Daftar isi
Kemerdekaan bukanlah sesuatu yang mudah didapatkan. Setelah melewati beragam siksaan dan kepedihan penjajahan, pada tanggal 17 Agustus 1945 Indonesia berhasil memproklamirkan kemerdekaannya dan lepas dari belenggu penjajahan.
Namun, di balik semua itu terdapat peristiwa yang membuat ketegangan antar dua golongan yakni golongan tua dan golongan muda. Di samping ketegangan itu, sejatinya kehadiran golongan muda tidak lepas dari bantuan golongan tua.
Mereka menggembleng para golongan muda di asrama menteng no 31. Merekalah yang mempersiapkan para pemuda yang berani berjuang dan mempunyai pikiran kritis. Oleh karena itu, keberadaan golongan tua bukan hanya sebagai pelengkap saja melainkan memiliki peranan penting bagi kemerdekaan Indonesia.
Lalu, apa peran golongan tua dalam proklamasi kemerdekaan Indonesia?
Berita kekalahan Jepang terhadap sekutu sudah terdengar di telinga para pemuda. Semua bermula dari peristiwa penjatuhan bom pada kedua kota yang ada di Jepang yakni Hirosima dan Nagasaki pada tanggal 6 Agustus 1945.

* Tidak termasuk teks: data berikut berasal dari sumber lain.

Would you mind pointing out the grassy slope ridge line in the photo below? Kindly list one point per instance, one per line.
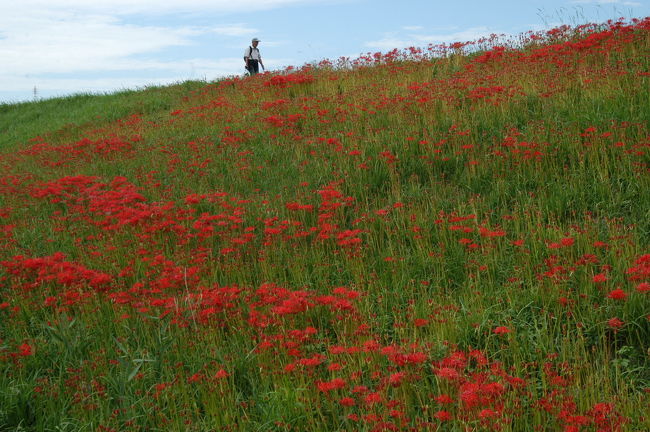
(453, 238)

Penjatuhan bom tersebut dilakukan selama rentang waktu 3 hari. Akibat dari peristiwa itu banyak korban dan kedua kota di Jepang tersebut luluh lantah. Kemudian, pada tanggal 15 Agustus 1945, Jepang menyerah tanpa syarat pada sekutu.
Kabar ini tersiar di beberapa media tsrmasuk radio BBC milik Inggris. Mendengar kabar kekalahan Jepang membuat para pemuda berfikir akan kemerdekaan Indonesia. Menurutnya hal inilah ada peluang untuk Indonesia bisa lepas dari cengkraman penjajah selama masa vacum of power.
Melihat peluang tersebut mereka mendesak kedua tokoh penting bangsa yakni Soekarno dan Hatta untuk segera mengadakan proklamasi. Sayangnya, usulan ini tidak disambut baik dan mendapatkan penolakan.
Soekarno teguh dengan pendiriannya yakni menunggu sampai tanggal 24 Agustus sebagaimana tanggal yang telah ditetapkan oleh Marsekal Terauchi saat kunjungan keduanya di Dalat. Berita mengenai kekalahan Jepang menurut Soekarno belum pasti.
Jika Indonesia memaksakan kehendak untuk melakukan proklamasi kemerdekaan dikhawatirkan akan terjadi pertumpahan darah. Soekarno tetap akan membicarakan mengenai kemerdekaan Indonesia dalam sidang PPKI. Namun, hal tersebut tidak disetujui oleh para pemuda.
Mereka menganggap bahwa PPKI merupakan bentukan Jepang dan tidak boleh disertakan dalam perumusan kemerdekaan. Sebab, kemerdekaan bangsa bukanlah hadiah dari Jepang melainkan hasil dari perjuangan.
Pada tanggal 15 Agustus para pemuda mengadakan rapat di Lembaga Bakteriologi yang ada di Pegangsaan Timur. Mereka sepakat bahwa kemerdekaan Indonesia harus bebas dari bayang-bayang Jepang termasuk PPKI.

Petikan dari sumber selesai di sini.